Art. 75.- La déchéance
de la nationalité ivoirienne est prononcée par décret
pris sur le rapport du ministre de la justice.
Le décret qui, dans les
conditions prévues à l'article 56, étend la
déchéance au conjoint et aux enfants mineurs de la
personne déchue est pris dans les mêmes formes.
Art 76. - Les décrets
de déchéance sont publiés et produisent leurs
effets dans les conditions visées à l'article 70.
TITRE
VI
DU CONTENTIEUX DE LA NATIONALITÉ
CHAPITRE
PREMIER
DE LA COMPÉTENCE DES TRIBUNAUX JUDICIAIRES
Art 77 (Loi du 21/12/1972).
- La juridiction civile de droit commun est seule compétente
pour connaître des contestations sur la nationalité.
Art 78 (Loi du 21/12/1972).
- L'exception de nationalité ivoirienne et I'exception d'extranéité
sont d'ordre public; elles doivent être soulevées d'office
par le juge.
Elles constituent devant toute
autre juridiction que la juridiction civile de droit commun une
question préjudicielle qui oblige le juge à surseoir
à statuer jusqu'à ce que la question ait été
tranchée selon la procédure réglée par
les articles 86 et suivants du présent code.

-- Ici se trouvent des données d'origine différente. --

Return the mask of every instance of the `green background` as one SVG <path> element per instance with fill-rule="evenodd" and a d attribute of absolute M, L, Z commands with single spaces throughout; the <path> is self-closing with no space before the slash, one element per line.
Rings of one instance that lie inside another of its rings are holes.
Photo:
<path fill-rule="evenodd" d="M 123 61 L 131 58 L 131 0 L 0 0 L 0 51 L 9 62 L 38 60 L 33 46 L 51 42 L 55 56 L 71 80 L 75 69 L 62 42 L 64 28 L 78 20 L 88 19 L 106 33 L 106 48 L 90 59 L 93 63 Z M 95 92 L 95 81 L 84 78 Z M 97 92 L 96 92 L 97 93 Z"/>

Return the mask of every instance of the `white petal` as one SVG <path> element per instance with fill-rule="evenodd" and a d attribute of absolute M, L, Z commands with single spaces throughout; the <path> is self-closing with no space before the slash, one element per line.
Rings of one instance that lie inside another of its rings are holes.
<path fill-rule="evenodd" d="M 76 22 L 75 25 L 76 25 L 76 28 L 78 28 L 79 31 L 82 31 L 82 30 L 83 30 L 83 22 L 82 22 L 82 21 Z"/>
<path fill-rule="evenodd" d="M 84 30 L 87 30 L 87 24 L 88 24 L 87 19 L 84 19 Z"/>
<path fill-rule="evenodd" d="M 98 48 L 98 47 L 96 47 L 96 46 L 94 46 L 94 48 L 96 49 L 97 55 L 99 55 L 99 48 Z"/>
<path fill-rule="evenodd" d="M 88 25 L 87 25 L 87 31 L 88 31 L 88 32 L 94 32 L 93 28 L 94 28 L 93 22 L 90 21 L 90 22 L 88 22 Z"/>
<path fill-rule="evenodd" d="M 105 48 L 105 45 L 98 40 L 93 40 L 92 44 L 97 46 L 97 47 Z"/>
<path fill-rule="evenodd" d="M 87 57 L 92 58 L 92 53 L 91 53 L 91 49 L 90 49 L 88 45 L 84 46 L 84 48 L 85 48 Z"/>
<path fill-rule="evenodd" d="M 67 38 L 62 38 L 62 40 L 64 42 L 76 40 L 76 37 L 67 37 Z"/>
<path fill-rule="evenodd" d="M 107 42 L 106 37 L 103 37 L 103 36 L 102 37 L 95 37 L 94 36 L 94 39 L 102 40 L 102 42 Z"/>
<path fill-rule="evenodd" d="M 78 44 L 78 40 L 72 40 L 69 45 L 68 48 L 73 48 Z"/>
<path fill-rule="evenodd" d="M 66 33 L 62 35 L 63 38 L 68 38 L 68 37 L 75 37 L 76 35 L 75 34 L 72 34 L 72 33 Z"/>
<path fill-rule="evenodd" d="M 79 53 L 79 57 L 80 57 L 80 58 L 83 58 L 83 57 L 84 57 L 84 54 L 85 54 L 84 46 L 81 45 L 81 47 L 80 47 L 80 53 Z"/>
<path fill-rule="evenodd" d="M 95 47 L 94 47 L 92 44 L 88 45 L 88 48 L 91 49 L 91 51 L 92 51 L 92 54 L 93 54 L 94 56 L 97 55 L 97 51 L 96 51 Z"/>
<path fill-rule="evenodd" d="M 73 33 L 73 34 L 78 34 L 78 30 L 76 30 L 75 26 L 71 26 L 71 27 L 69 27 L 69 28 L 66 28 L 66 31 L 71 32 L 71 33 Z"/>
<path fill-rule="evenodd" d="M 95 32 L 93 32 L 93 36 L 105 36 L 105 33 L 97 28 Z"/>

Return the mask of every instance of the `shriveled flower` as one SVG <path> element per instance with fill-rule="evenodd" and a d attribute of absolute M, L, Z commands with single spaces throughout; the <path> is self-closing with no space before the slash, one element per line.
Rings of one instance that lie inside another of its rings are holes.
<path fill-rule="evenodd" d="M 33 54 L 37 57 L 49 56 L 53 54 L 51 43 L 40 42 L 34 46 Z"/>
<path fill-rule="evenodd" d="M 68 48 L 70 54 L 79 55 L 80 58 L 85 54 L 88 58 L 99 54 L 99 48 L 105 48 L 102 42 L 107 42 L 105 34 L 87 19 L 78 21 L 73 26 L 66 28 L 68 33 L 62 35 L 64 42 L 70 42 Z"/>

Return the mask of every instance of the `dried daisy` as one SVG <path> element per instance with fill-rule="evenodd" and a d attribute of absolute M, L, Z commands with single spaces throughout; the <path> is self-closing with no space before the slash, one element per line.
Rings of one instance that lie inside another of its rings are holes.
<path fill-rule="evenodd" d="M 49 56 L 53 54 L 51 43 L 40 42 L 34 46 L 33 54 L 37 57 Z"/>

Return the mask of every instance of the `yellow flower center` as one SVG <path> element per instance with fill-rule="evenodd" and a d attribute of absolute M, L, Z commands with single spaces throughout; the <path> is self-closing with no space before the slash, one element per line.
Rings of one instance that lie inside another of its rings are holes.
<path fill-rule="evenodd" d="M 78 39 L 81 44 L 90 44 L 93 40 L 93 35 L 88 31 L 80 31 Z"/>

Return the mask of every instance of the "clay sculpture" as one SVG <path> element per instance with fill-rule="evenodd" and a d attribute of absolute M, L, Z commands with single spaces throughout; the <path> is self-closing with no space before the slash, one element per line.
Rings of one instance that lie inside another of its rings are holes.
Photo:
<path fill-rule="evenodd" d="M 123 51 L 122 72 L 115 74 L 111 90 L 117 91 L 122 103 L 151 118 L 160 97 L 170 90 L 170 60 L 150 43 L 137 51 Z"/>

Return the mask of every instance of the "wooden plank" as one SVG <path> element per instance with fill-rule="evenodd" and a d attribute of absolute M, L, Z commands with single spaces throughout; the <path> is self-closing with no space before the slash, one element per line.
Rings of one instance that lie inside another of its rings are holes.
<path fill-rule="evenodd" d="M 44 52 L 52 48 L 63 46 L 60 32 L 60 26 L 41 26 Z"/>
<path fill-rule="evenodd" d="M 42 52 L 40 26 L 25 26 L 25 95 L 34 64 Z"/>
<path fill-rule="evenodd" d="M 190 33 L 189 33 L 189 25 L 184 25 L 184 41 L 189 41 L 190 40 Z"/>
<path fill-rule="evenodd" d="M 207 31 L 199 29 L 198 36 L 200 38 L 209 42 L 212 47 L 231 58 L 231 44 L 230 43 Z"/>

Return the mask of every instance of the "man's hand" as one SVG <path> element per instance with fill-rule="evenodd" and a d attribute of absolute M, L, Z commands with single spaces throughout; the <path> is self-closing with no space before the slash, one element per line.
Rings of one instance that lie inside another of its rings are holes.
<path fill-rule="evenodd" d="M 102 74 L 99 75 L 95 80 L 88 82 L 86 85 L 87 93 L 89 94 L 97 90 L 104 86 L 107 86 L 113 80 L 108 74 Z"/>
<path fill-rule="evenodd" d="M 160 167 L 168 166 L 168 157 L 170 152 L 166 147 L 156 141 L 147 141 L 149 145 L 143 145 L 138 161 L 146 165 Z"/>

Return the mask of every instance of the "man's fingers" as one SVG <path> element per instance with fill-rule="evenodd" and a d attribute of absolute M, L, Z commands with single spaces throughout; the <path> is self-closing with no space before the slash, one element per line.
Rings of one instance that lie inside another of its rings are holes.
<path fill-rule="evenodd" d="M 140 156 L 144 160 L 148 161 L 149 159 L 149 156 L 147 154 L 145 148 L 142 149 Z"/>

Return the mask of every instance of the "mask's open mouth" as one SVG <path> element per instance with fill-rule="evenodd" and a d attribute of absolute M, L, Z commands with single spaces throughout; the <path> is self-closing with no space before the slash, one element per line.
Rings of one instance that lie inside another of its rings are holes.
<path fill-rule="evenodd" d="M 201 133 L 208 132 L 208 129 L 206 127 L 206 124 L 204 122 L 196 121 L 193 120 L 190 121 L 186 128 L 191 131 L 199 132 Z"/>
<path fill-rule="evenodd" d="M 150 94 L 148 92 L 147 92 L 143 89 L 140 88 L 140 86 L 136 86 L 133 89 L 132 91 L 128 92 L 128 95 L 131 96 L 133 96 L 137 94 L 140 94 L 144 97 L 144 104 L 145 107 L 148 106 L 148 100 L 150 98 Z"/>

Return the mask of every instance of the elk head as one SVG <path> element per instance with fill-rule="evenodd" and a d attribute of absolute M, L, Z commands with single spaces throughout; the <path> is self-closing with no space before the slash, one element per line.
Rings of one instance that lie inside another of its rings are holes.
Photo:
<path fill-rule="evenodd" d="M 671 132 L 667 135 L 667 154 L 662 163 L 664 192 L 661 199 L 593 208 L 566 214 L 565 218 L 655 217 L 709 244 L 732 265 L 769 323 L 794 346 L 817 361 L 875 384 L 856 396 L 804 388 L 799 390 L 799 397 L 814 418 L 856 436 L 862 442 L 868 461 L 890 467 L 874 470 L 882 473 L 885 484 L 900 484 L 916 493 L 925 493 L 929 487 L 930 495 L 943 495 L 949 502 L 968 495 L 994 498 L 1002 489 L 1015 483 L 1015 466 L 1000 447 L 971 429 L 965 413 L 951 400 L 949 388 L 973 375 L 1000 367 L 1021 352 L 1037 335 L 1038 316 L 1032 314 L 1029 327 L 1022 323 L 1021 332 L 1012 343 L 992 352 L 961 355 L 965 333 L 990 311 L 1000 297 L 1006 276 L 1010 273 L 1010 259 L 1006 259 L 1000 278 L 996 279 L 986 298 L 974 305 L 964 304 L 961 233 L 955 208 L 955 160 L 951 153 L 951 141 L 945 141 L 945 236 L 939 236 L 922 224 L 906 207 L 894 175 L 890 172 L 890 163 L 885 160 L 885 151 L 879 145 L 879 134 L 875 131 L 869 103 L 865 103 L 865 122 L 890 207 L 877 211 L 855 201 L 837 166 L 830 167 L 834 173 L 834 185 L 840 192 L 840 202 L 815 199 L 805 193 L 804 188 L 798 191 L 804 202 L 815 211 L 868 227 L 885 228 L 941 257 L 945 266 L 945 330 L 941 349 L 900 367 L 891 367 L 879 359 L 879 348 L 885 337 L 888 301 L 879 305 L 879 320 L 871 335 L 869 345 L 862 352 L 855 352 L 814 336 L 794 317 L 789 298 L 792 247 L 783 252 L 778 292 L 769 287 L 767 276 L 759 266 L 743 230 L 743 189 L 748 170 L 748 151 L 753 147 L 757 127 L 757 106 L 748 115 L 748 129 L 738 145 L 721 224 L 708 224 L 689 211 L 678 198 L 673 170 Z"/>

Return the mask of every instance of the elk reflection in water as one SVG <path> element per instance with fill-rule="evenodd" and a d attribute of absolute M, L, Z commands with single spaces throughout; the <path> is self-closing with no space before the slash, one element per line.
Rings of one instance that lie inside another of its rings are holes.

Art 79. - Si I'exception de
nationalité ivoirienne ou d'extranéité est
soulevée devant une juridiction répressive autre que
la Cour d'assises, la partie qui invoque l'exception, ou le ministère
public dans le cas où l'intéressé est titulaire
d'un certificat de nationalité ivoirienne délivré
conformément aux articles 97 et suivants, doivent être
renvoyés à se pourvoir dans les trente jours devant
le tribunal civil compétent.
La juridiction répressive
surseoit à statuer jusqu'à ce que la question de nationalité
ait été tranchée ou jusqu'à ce que soit
expiré le délai ci-dessus imparti dans le cas où
le tribunal civil n'a pas été saisi.
Art 80 (Loi du 21/12/1972).
- L'action intentée par la voie principale est portée
devant la juridiction du lieu de naissance de celui dont la nationalité
est en cause, ou, s'il n'est pas né en Côte d'Ivoire,
devant le tribunal de première instance d'Abidjan.
Il ne peut être dérogé
à cette règle de compétence qui doit être
soulevée d'office par le juge.
CHAPITRE
Il
DE LA PROCÉDURE DEVANT LES TRIBUNAUX JUDICIAIRES
Art. 81 (Loi du 21/12/1972).
-La juridiction compétente à l'article précédent
est saisie par la voie ordinaire.
Art. 82 (Loi du 21/12/1972).
-Tout individu peut intenter devant la juridiction compétente
une action dont l'objet principal et direct est de faire juger qu'il
a ou qu'il n'a pas la nationalité ivoirienne. Le Procureur
de la République a seul qualité pour défendre
à l'action, sans préjudice du droit d'intervention
des tiers intéressés.
Art. 83. - Le Procureur de la
République a seul qualité pour intenter contre tout
individu une action dont l'objet principal et direct est d'établir
si le défendeur a ou n'a pas la nationalité ivoirienne,
sans préjudice du droit qui appartient à tout intéressé
d'intervenir à l'action ou de contester, conformément
à l'article 63, la validité d'une déclaration
enregistrée.
Art. 84. - Le Procureur est
tenu d'agir s'il en est requis par une administration publique ou
par une tierce personne ayant soulevé l'exception de nationalité
devant une juridiction qui a sursis à statuer en application
de l'article 78. Le tiers requérant devra être mis
en cause et, sauf s'il obtient I'assistance judiciaire, fournir
caution de payer les frais de l'instance et les dommages et intérêts
auxquels il pourrait être condamné.
Art 85 (loi du 21/12/1972).-
Lorsque I'État est partie principale devant la juridiction
civile, où une question de nationalité est posée
à titre incident, il ne peut être représenté
que par le Procureur de la République, en ce qui concerne
la contestation sur la nationalité.
Art 86. - Dans toutes les instances
qui ont pour objet, à titre principal ou à titre incident,
une contestation sur la nationalité, conformément
aux dispositions contenues dans le présent chapitre, une
copie de l'acte introductif d'instance est déposée
au ministère de la Justice.
Toute demande à laquelle
n'est pas jointe la justification de ce dépôt est déclarée
irrecevable.
Aucune décision au fond
ne peut intervenir avant l'expiration du délai de trente
jours à dater dudit dépôt.
Exceptionnellement ce délai
est réduit à dix jours lorsque la contestation sur
la nationalité a fait l'objet d'une question préjudicielle
devant une juridiction statuant en matière électorale.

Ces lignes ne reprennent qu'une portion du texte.